Inés siempre olía a sardinas. Las traía a clase rebozadas, fritas y apretadas en su cuaderno de líneas azules. Cuando, a la hora del recreo, se las comía, en su lugar quedaba una mancha de grasa entre las hojas que borraba todas las líneas. Era el momento de poner a secar el

cuaderno al sol para que la capa de grasa se fuera expandiendo por la libreta. Entonces aparecían los mapas del mundo. Jugábamos a descubrir países entre los restos de las sardinas. Nos ayudaba una bola gigante del mundo con los países coloreados que habíamos comprado en la librería. Siempre encontrábamos a Uganda, con forma de avellana, o Hungría que parecía media salchicha.
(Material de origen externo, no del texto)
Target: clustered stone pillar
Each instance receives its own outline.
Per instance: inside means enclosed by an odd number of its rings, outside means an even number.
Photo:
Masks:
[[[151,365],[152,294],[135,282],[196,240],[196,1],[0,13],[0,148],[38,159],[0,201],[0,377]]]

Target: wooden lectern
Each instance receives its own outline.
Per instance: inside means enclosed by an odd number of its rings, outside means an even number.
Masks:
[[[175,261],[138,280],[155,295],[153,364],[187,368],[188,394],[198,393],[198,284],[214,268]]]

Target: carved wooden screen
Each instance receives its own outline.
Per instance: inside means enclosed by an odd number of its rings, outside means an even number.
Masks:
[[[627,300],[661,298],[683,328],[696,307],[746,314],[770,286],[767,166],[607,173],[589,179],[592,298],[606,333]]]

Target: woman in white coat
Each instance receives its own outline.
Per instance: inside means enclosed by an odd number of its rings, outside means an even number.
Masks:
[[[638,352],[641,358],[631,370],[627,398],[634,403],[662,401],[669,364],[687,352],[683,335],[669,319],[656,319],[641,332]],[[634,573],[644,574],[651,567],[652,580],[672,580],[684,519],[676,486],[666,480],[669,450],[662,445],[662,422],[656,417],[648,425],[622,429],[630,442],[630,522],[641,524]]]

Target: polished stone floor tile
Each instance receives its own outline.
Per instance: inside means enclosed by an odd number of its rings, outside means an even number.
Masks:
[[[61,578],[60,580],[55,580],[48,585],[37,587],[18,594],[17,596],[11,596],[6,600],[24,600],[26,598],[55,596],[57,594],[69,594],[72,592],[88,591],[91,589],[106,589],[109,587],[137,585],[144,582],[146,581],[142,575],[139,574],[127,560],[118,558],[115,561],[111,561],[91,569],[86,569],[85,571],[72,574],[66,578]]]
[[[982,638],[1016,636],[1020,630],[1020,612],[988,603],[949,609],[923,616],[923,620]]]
Rodeábamos con un rotulador negro los restos de grasa y nos salía un curioso mapamundi. Se mezclaban países de los cinco continentes: un asiático, al lado de un africano y rodeado por un europeo. A los pocos meses teníamos muchos mundos posibles que guardábamos cuidadosamente en una carpeta. Algún día los visitaríamos todos saltando de un continente a otro según nuestra propia concepción del mundo. A Inés la cambiaron de colegio al año siguiente. Yo, después de 50 años, sigo adorando el olor a sardina frita.